Probabilistic Distribution Power Flow Based on Finite Smoothing of Data Samples Considering Plug-in Hybrid Electric Vehicles
Mohammadhadi Rouhani, Mohammad Mohammadi

TL;DR
This paper introduces a fast, accurate probabilistic power flow algorithm using finite data smoothing, effectively modeling plug-in hybrid electric vehicle charging behavior and residential load overlaps, outperforming Monte Carlo methods.
Contribution
A novel finite sample-based algorithm for probabilistic power flow that improves speed and accuracy in modeling PHEV charging impacts.
Findings
Faster than Monte Carlo simulation
Maintains adequate accuracy
Effective in different test systems
Abstract
The ever increasing penetration of plug-in hybrid electric vehicles in distribution systems has triggered the need for a more accurate and at the same time fast solution to probabilistic distribution power flow problem.
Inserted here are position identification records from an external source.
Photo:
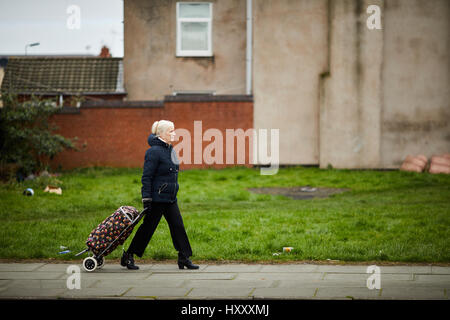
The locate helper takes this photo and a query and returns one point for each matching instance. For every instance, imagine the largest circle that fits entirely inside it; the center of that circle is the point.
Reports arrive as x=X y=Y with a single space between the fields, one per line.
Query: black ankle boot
x=187 y=263
x=128 y=261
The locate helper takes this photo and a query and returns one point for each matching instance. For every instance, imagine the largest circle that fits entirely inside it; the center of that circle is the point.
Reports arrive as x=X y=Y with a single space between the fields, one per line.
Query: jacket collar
x=154 y=140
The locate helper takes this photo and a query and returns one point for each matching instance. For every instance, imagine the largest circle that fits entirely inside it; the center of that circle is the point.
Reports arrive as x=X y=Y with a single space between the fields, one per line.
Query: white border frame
x=194 y=53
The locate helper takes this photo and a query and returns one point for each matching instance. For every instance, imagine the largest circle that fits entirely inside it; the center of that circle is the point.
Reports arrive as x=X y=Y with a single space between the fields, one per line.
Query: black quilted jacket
x=160 y=175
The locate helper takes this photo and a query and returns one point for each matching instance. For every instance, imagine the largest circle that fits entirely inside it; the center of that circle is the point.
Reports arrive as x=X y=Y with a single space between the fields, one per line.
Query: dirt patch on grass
x=300 y=193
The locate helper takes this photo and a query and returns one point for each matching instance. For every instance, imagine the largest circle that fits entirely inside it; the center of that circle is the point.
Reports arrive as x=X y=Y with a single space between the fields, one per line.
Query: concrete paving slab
x=405 y=269
x=278 y=276
x=284 y=293
x=440 y=270
x=20 y=266
x=414 y=293
x=13 y=292
x=235 y=292
x=347 y=293
x=228 y=283
x=95 y=292
x=308 y=268
x=113 y=276
x=350 y=277
x=147 y=283
x=166 y=281
x=173 y=268
x=193 y=276
x=341 y=268
x=157 y=292
x=30 y=275
x=433 y=280
x=232 y=268
x=48 y=284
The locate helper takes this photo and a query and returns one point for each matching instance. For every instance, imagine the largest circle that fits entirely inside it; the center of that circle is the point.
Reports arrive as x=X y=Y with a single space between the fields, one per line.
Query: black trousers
x=151 y=220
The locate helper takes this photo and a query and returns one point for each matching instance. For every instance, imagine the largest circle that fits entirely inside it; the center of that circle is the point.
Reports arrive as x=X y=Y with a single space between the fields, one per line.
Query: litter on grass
x=53 y=189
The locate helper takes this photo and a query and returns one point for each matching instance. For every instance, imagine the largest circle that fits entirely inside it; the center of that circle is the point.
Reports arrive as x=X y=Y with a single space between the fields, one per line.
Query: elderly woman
x=159 y=197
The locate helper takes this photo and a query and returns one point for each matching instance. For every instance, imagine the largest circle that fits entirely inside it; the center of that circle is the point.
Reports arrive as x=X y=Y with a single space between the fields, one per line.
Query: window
x=194 y=29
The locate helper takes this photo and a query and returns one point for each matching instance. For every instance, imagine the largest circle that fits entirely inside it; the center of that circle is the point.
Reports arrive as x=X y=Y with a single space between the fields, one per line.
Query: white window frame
x=194 y=53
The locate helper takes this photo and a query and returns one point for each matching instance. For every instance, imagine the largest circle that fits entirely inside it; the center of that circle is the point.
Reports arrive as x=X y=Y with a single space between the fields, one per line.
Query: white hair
x=161 y=126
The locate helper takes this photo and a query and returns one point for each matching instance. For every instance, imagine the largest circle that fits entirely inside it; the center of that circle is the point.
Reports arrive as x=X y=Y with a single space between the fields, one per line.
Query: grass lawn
x=387 y=215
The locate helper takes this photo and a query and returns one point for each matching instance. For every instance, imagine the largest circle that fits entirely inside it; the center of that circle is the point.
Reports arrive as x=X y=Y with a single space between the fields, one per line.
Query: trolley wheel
x=89 y=264
x=100 y=262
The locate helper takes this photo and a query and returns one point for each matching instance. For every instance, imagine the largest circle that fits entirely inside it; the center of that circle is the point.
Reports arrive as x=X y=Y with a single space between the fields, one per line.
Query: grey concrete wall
x=151 y=68
x=387 y=93
x=416 y=72
x=339 y=93
x=351 y=97
x=290 y=52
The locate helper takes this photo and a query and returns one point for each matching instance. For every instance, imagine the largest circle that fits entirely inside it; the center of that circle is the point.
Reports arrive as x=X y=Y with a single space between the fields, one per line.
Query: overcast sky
x=61 y=26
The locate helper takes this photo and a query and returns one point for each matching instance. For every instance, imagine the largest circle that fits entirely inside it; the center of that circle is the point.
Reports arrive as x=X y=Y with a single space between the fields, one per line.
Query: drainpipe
x=249 y=47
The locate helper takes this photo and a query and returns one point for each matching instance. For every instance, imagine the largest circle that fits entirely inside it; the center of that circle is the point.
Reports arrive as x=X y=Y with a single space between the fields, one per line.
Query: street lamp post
x=31 y=45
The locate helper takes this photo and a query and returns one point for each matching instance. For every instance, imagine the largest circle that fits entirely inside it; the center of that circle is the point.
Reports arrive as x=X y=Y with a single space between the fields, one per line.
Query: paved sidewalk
x=224 y=281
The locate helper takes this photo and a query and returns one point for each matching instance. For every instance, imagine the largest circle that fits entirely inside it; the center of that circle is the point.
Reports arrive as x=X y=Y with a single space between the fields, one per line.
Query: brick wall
x=115 y=132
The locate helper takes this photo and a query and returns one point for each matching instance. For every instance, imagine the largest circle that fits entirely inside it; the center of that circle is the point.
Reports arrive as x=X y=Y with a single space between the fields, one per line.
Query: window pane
x=194 y=36
x=194 y=10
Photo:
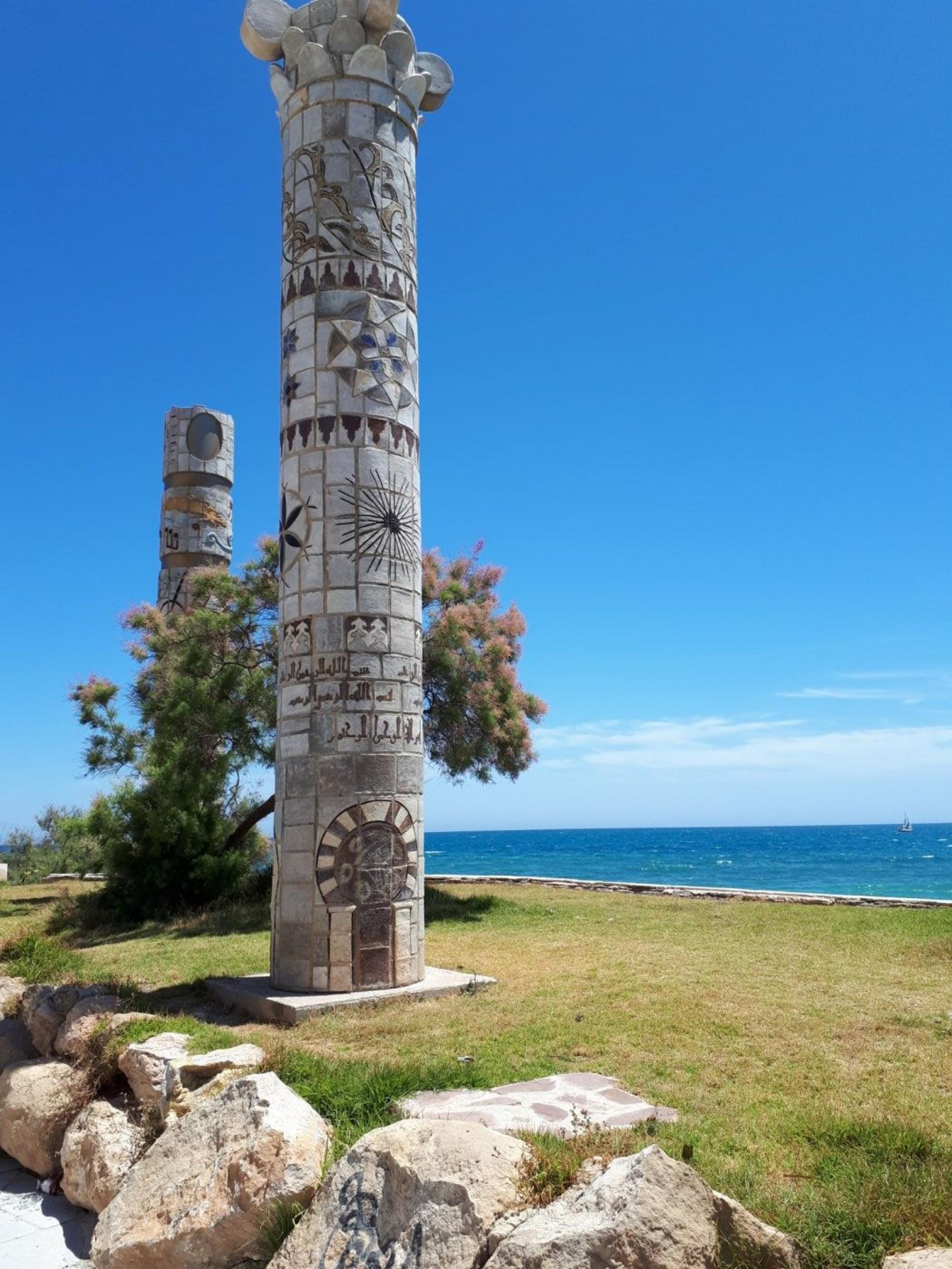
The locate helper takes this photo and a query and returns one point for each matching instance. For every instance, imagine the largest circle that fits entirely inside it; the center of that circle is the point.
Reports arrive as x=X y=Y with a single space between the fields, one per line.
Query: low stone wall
x=749 y=896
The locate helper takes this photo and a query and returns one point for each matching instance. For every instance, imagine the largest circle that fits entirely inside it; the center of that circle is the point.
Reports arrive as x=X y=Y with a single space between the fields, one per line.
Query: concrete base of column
x=255 y=996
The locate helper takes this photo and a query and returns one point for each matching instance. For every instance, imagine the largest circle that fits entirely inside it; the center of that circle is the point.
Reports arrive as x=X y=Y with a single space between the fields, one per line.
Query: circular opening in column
x=205 y=438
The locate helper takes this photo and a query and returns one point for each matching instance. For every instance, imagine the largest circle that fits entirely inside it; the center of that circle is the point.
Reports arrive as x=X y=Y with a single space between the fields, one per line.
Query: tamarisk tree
x=179 y=829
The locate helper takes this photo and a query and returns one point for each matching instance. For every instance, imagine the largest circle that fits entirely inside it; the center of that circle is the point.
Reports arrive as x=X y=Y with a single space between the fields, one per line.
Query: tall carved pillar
x=348 y=879
x=199 y=473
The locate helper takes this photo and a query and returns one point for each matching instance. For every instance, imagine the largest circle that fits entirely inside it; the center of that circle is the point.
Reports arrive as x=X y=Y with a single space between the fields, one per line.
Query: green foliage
x=203 y=1037
x=476 y=711
x=876 y=1188
x=64 y=844
x=40 y=960
x=280 y=1225
x=358 y=1097
x=177 y=833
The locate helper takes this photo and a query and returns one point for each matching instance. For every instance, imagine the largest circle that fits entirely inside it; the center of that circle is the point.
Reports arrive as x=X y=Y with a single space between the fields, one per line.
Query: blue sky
x=686 y=370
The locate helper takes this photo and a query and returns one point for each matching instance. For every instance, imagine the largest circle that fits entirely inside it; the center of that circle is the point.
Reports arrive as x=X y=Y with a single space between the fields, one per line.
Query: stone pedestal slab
x=255 y=996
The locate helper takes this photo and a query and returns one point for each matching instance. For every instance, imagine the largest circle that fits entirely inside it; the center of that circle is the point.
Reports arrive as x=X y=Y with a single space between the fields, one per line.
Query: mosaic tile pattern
x=567 y=1106
x=199 y=473
x=348 y=879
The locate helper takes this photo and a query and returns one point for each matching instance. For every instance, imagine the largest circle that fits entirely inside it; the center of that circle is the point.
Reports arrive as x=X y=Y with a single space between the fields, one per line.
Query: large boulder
x=419 y=1193
x=12 y=992
x=101 y=1146
x=744 y=1240
x=45 y=1011
x=82 y=1022
x=644 y=1212
x=190 y=1079
x=165 y=1078
x=201 y=1193
x=39 y=1101
x=16 y=1042
x=147 y=1065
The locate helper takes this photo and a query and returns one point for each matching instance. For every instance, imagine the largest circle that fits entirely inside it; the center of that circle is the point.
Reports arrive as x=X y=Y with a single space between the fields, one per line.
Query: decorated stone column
x=348 y=876
x=199 y=473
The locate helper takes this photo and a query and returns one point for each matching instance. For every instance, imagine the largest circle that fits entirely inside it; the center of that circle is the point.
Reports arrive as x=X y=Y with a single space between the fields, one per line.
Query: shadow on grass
x=442 y=905
x=83 y=923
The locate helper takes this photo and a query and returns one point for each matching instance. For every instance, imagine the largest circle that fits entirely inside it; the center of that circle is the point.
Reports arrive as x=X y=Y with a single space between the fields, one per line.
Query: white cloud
x=851 y=695
x=723 y=744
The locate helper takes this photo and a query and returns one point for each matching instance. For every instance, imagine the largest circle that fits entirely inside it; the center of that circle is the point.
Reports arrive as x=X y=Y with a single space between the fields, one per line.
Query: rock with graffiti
x=411 y=1196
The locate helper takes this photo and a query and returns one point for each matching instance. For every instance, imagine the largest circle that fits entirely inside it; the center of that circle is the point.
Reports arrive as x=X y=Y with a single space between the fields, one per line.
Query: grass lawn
x=809 y=1050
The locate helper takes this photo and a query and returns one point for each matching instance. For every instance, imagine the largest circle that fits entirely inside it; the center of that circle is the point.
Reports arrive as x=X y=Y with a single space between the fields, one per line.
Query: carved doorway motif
x=369 y=862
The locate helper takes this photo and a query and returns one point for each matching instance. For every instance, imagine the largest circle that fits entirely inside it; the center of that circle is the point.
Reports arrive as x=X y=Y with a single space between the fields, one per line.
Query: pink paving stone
x=554 y=1113
x=545 y=1085
x=574 y=1105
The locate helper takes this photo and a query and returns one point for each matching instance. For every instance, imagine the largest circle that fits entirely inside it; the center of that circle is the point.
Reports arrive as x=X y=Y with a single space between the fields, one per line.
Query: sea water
x=860 y=860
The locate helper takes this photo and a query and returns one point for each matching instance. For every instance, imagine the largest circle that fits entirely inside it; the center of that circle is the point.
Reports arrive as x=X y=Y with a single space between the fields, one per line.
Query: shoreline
x=750 y=896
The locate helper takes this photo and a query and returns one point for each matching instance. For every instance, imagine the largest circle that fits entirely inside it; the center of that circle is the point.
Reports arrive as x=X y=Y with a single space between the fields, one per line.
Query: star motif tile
x=374 y=350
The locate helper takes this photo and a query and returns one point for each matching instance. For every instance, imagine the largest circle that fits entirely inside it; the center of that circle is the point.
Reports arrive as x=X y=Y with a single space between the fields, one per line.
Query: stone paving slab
x=40 y=1231
x=567 y=1106
x=254 y=995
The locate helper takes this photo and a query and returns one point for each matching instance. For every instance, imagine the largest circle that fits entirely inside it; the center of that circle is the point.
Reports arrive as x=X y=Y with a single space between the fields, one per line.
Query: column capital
x=332 y=39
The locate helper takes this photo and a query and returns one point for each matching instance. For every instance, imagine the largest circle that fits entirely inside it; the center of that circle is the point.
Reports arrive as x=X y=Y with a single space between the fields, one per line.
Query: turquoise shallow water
x=859 y=860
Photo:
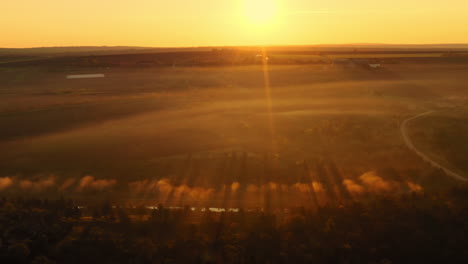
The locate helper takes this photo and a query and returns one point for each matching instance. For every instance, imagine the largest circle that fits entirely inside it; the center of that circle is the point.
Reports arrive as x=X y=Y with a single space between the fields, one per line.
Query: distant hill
x=108 y=50
x=87 y=50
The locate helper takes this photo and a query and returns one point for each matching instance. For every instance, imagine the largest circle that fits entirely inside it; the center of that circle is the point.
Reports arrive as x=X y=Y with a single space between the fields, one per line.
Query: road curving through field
x=426 y=158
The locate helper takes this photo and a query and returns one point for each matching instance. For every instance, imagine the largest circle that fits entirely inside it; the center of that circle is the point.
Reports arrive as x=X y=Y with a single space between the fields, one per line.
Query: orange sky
x=162 y=23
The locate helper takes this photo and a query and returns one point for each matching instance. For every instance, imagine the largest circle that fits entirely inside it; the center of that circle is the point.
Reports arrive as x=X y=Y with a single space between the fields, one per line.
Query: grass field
x=209 y=135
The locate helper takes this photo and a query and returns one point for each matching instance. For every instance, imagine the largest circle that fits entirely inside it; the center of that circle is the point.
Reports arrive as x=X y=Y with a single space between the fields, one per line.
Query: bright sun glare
x=260 y=11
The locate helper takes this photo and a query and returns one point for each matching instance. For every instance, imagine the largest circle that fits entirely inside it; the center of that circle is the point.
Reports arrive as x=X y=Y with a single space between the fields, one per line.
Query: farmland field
x=224 y=135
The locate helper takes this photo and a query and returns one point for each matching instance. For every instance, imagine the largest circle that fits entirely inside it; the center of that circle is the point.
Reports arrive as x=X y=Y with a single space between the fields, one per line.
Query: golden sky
x=163 y=23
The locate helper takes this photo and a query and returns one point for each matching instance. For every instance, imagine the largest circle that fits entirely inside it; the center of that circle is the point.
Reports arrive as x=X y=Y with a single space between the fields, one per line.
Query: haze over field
x=233 y=132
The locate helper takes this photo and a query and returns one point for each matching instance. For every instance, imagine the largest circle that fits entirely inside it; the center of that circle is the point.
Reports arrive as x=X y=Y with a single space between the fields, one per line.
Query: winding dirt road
x=426 y=158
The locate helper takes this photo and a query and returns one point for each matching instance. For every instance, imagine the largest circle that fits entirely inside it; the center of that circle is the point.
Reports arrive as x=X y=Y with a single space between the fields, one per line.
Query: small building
x=85 y=76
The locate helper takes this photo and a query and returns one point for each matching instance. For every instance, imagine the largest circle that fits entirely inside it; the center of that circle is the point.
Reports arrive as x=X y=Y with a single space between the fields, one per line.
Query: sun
x=260 y=11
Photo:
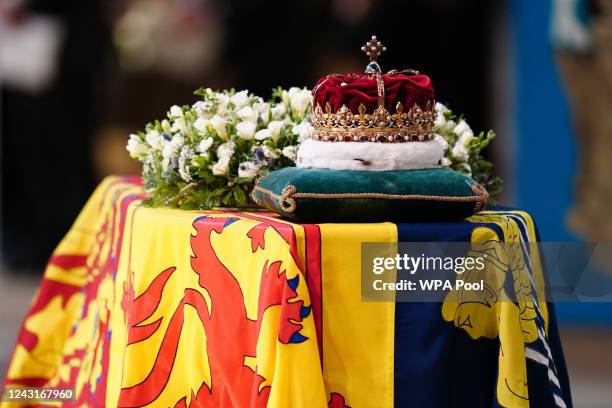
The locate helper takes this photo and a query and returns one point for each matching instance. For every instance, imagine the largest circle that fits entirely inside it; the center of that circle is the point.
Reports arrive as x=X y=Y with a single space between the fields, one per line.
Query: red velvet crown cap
x=362 y=89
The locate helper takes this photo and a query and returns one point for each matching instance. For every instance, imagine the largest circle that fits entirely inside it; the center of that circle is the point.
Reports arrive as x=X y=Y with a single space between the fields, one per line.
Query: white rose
x=221 y=167
x=246 y=130
x=261 y=107
x=440 y=120
x=179 y=125
x=183 y=163
x=459 y=152
x=442 y=141
x=462 y=127
x=278 y=111
x=449 y=125
x=290 y=152
x=165 y=126
x=154 y=139
x=263 y=134
x=226 y=150
x=466 y=138
x=136 y=147
x=248 y=114
x=248 y=170
x=223 y=100
x=172 y=146
x=285 y=97
x=269 y=153
x=218 y=123
x=201 y=125
x=239 y=99
x=275 y=128
x=202 y=109
x=175 y=112
x=204 y=145
x=304 y=130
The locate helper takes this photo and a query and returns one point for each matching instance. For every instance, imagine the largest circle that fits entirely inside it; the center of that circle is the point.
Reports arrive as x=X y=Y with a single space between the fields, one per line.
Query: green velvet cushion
x=321 y=195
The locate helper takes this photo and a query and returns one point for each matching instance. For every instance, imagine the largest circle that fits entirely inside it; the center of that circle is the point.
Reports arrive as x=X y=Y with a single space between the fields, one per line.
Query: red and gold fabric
x=153 y=307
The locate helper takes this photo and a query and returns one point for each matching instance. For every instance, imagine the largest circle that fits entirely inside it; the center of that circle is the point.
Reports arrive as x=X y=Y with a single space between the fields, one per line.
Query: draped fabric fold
x=156 y=307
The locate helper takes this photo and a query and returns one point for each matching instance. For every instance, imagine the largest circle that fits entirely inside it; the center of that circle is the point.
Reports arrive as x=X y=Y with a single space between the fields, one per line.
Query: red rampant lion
x=231 y=335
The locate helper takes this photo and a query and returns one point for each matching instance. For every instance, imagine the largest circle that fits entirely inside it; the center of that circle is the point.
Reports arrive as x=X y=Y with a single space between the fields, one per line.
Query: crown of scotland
x=395 y=107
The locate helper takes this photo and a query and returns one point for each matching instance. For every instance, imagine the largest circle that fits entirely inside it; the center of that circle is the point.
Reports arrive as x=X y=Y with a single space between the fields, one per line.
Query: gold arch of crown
x=382 y=126
x=415 y=125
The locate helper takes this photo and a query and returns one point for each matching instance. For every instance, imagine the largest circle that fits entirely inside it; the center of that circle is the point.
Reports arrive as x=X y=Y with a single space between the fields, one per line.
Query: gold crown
x=380 y=126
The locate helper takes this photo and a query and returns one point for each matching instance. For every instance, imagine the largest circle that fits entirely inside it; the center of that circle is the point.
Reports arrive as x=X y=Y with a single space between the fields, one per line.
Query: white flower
x=137 y=147
x=221 y=167
x=246 y=130
x=172 y=146
x=179 y=125
x=223 y=100
x=269 y=153
x=299 y=100
x=202 y=109
x=239 y=99
x=449 y=126
x=275 y=128
x=204 y=145
x=459 y=152
x=442 y=142
x=466 y=138
x=218 y=123
x=290 y=152
x=154 y=139
x=462 y=127
x=248 y=170
x=467 y=167
x=278 y=111
x=263 y=134
x=166 y=126
x=183 y=163
x=261 y=107
x=226 y=150
x=201 y=125
x=248 y=114
x=304 y=130
x=175 y=112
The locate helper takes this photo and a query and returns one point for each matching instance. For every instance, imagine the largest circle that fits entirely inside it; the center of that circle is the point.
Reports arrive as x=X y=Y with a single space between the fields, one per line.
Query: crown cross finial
x=373 y=49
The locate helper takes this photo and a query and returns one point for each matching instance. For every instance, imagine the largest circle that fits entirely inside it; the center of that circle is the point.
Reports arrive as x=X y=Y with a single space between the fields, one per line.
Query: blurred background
x=77 y=77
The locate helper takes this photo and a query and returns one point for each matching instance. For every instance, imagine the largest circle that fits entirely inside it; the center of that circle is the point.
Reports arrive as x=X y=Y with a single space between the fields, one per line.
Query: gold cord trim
x=288 y=204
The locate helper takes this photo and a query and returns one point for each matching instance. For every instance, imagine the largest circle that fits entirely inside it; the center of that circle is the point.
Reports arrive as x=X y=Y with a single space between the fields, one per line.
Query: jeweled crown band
x=381 y=126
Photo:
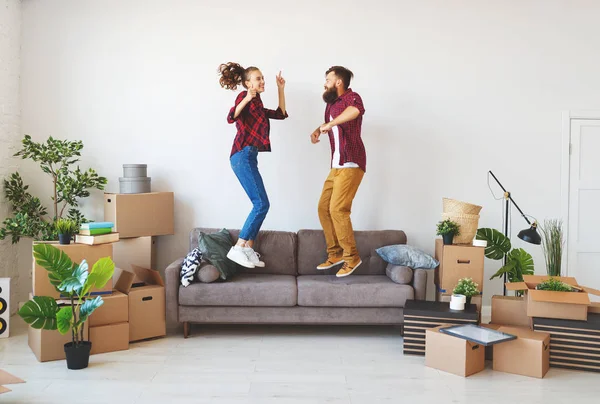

In this paper a novel algorithm is introduced based on finite sample points to determine probabilistic density function of probabilistic distribution power flow results. A modified probabilistic charging behavior of plug-in hybrid electric vehicles at charging stations and their overlap with residential peak load is evaluated in probabilistic distribution power flow problem. The proposed algorithm is faster than Monte Carlo Simulation and at the same time keeps adequate accuracy. It is applied to solve probabilistic distribution power flow for two dimensionally different test systems and is compared with recent probabilistic solutions. Simulation results show the…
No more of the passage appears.